ARAMIS: Anakinra is safe but does not reduce complications of acute myocarditis

By Leah Kosyakovsky on

Key Points:

  • While myocarditis is an inflammatory condition, there have not yet been trials demonstrating the benefit of anti-inflammatory therapies in the treatment of acute myocarditis.
  • In the ARAMIS study, subcutaneous anakinra was compared with placebo in patients with acute myocarditis diagnosed on CMR presenting with chest pain and troponin elevation. The primary endpoint was number of days alive free from myocarditis complications.
  • Anakinra use did not result in a significant change in number of days free from myocarditis complications but was well-tolerated and safe.

Acute myocarditis is a common inflammatory condition with numerous potential serious consequences, from arrhythmias to severe heart failure and death. However, there are no specific anti-inflammatory therapies that have been demonstrated to be effective in the treatment of acute myocarditis. Anakinra is an interleukin (IL)-1 receptor antagonist which has been previously identified to be effective in pericarditis, but it has not been tested in randomized trials in the setting of myocarditis. In a breaking presentation at the 2023 ESC Congress today, Dr. Mathieu Kerneis (Pitié Salpetrière APHP University Hospital, Paris) and his team presented their study: “ARAMIS – Anakinra versus Placebo in Acute Myocarditis.”

The ARAMIS trial (NCT03018834) was a randomized, double-blind, multicenter trial of patients with acute myocarditis comparing anakinra with placebo. Participants were required to have chest pain, troponin elevation, myocarditis diagnosed on cardiac MRI within 72 hours of admission, and either normal invasive or CT coronary angiography within the past year. Key exclusion criteria were active coronary disease, clinical suspicion of an underlying rheumatologic or infectious condition, pregnancy, or contraindication to anakinra. The primary outcome was number of days alive free from myocarditis complications. Myocarditis complications could include HF hospitalization, chest pain requiring medication, LVEF <50%, and any ventricular arrhythmia.

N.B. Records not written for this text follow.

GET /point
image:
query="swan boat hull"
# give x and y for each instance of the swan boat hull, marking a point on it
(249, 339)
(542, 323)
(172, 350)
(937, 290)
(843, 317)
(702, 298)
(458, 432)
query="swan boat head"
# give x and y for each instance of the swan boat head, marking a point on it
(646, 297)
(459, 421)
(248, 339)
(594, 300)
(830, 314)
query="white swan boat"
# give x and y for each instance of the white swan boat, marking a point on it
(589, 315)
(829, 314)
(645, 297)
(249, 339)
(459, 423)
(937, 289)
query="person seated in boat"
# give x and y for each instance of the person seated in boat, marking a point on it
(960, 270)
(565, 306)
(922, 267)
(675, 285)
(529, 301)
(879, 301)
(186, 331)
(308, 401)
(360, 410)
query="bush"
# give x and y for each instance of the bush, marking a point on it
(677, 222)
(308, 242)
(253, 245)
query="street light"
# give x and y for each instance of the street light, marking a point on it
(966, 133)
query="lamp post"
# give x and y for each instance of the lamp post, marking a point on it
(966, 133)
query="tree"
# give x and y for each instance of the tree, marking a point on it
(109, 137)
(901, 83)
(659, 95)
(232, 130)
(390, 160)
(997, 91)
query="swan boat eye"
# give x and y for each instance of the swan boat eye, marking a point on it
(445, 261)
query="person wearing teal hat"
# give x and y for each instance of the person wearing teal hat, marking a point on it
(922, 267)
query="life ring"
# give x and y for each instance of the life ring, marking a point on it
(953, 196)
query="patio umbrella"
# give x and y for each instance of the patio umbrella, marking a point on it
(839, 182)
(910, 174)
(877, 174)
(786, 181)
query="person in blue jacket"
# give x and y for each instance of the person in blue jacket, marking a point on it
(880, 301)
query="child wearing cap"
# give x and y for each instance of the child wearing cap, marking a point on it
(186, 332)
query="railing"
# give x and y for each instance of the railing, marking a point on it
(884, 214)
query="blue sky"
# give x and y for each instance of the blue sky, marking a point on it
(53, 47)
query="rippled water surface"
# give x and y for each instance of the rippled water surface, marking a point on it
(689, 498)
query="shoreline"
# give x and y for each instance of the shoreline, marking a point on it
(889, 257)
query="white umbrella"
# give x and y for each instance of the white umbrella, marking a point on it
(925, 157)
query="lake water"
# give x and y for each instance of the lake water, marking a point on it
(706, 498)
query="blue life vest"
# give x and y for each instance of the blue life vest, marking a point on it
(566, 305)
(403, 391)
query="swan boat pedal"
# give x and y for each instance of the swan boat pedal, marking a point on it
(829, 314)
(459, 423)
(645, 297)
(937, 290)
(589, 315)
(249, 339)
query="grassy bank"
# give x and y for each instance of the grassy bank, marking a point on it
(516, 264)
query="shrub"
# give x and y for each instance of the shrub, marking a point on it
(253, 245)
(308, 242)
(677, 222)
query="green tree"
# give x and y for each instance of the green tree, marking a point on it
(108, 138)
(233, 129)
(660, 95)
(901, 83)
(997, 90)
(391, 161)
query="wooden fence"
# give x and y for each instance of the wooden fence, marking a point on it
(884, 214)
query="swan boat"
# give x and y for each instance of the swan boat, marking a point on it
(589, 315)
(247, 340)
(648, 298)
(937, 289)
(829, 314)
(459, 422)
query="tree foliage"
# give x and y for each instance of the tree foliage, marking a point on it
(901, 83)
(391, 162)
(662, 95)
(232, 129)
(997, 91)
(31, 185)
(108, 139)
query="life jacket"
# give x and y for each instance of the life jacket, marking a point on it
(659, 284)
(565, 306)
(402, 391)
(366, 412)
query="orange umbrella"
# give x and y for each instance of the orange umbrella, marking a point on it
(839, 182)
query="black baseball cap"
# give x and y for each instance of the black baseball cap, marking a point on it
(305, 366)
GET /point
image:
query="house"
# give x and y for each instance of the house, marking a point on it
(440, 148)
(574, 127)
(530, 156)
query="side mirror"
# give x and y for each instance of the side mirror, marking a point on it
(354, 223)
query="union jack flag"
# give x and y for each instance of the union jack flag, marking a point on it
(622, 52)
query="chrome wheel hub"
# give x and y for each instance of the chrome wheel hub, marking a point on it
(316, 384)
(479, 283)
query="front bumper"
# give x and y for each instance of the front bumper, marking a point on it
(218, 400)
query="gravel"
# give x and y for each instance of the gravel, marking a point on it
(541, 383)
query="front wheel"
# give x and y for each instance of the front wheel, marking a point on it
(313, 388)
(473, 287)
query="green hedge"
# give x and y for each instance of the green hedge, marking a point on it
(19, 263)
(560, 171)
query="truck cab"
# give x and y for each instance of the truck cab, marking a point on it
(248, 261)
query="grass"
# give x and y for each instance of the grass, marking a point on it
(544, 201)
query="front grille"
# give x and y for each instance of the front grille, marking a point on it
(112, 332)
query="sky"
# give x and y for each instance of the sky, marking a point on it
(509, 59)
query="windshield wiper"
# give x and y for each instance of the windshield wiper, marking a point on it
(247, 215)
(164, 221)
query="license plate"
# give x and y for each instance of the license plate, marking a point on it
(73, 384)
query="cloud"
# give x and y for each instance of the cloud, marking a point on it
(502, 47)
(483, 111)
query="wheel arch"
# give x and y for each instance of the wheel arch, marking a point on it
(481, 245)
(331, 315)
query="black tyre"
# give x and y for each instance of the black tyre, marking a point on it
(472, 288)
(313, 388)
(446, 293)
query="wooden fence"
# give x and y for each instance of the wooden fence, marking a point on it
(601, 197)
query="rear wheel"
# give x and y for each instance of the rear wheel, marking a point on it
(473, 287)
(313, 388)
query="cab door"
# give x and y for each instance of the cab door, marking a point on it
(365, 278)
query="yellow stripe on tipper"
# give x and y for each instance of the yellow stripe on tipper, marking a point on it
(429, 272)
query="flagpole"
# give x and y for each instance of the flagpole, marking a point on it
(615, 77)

A total of 120 patients were 1:1 randomized across 6 academic centers in France to either subcutaneous anakinra (100mg daily) or placebo until hospital discharge, in addition to standard medical therapy (including an ACE inhibitor).  The median age was 28, and 10% were women. Participants receiving anakinra did not have a significant difference in median days free from myocarditis complications within 28 days of discharge (30 days vs 31 days, p=0.168). Anakinra was well-tolerated and safe, with no difference in the number of serious adverse events within 28 days post discharge (12.1% vs 10.2%, p>0.05).

When discussing the clinical implications of the study at the ESC Congress press conference, Dr. Kerneis stated: “ARAMIS enrolled for the first time an all-comer myocarditis population diagnosed on CMR, mostly at low risk of events….and a short administration of anakinra did not increase the number of days free of myocarditis complications…further studies are needed to explore the potential benefit of the anti-inflammatory strategy in acute myocarditis patients at higher risk of events.”